Most modern GPUs support the basic passthrough mechanism, but not all handle the reset cycle cleanly, and IOMMU grouping depends on your motherboard, not the GPU. Check your specific card and board combination before assuming it'll work.

Can I still use the passed-through GPU on the Proxmox host?

No. Once it's bound to vfio-pci, the host can't use it for anything — no console output, no host-side transcoding. It belongs entirely to whichever VM it's attached to.

Does this affect Proxmox VE 8 differently than 9?

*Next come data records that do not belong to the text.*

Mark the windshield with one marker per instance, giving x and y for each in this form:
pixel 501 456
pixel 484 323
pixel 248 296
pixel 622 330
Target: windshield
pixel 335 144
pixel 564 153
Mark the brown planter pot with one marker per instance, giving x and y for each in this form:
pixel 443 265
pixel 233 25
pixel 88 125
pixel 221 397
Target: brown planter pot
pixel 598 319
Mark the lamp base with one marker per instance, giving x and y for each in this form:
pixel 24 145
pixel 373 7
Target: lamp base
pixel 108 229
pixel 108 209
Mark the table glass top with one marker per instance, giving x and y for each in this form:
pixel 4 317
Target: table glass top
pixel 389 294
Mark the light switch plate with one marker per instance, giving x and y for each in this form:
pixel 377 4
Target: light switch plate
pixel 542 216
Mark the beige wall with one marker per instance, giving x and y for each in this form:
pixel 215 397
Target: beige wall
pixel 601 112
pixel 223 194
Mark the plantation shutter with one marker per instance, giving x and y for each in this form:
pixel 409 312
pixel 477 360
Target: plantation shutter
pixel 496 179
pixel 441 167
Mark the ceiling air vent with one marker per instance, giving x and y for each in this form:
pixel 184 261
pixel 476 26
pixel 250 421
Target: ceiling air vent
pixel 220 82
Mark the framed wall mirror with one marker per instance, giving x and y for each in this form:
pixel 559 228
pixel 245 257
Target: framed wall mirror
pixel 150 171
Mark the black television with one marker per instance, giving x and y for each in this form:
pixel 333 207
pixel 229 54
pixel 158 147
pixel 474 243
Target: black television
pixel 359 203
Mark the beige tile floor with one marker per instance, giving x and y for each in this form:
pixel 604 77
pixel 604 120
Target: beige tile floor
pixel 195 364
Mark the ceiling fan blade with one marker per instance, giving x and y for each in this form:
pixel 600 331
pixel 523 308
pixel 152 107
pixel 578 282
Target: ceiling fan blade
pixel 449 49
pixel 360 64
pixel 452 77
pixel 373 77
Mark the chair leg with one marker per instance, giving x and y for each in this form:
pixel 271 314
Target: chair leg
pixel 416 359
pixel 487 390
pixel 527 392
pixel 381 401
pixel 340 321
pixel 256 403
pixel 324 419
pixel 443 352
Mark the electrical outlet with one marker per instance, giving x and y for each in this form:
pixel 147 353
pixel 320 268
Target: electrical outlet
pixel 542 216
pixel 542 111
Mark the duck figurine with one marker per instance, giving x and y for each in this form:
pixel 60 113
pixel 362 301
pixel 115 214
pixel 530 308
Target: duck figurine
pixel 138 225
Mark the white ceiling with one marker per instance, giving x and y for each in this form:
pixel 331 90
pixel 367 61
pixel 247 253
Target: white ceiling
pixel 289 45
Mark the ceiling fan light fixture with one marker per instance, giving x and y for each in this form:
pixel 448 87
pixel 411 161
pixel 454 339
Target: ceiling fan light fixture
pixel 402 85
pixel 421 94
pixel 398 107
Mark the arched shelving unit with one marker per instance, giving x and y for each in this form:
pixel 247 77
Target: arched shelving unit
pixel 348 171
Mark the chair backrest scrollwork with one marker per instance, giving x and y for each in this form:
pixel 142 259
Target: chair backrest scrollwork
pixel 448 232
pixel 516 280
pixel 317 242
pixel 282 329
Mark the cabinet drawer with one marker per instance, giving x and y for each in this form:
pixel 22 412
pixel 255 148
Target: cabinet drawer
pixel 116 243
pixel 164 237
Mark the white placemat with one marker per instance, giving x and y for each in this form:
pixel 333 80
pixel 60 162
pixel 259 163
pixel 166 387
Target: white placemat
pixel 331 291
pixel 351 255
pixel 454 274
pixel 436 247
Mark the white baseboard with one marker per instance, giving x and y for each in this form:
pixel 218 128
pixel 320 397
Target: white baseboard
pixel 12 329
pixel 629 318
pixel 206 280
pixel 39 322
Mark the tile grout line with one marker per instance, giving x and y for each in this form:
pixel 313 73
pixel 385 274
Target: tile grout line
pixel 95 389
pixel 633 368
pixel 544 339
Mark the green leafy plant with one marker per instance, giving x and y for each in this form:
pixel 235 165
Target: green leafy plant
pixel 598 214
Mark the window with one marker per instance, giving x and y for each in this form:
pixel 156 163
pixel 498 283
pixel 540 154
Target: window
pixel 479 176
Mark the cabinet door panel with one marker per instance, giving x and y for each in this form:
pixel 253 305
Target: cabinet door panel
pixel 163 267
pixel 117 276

The steps here apply to both. The main practical difference is that fresh Proxmox VE installs increasingly default to ZFS and systemd-boot rather than GRUB, so double-check which bootloader you're on with proxmox-boot-tool status rather than assuming.

What if I want to pass the GPU to an LXC container instead of a VM?

That's a different mechanism — LXC containers share the host kernel, so passthrough there means exposing device nodes directly rather than using vfio-pci and IOMMU isolation. It's a separate setup process from what's covered here.

Conclusion

GPU passthrough looks like a wall of unfamiliar acronyms right up until you've done it once. IOMMU makes the isolation safe, VFIO does the actual handoff, and everything else is really just making sure the host lets go of the card before your VM asks for it. The one thing worth repeating: check your bootloader before editing kernel parameters, because that single mismatch — GRUB edits on a systemd-boot system, or the reverse — is behind more "it's just not working" reports than anything else in this guide.

Once it's running, a passed-through GPU inside a VM behaves like real hardware, because for every practical purpose, it is. Whether that's a Plex server suddenly transcoding four 4K streams without breaking a sweat, or a Windows gaming VM that finally feels native, it's one of the more satisfying things you can get a homelab box to do.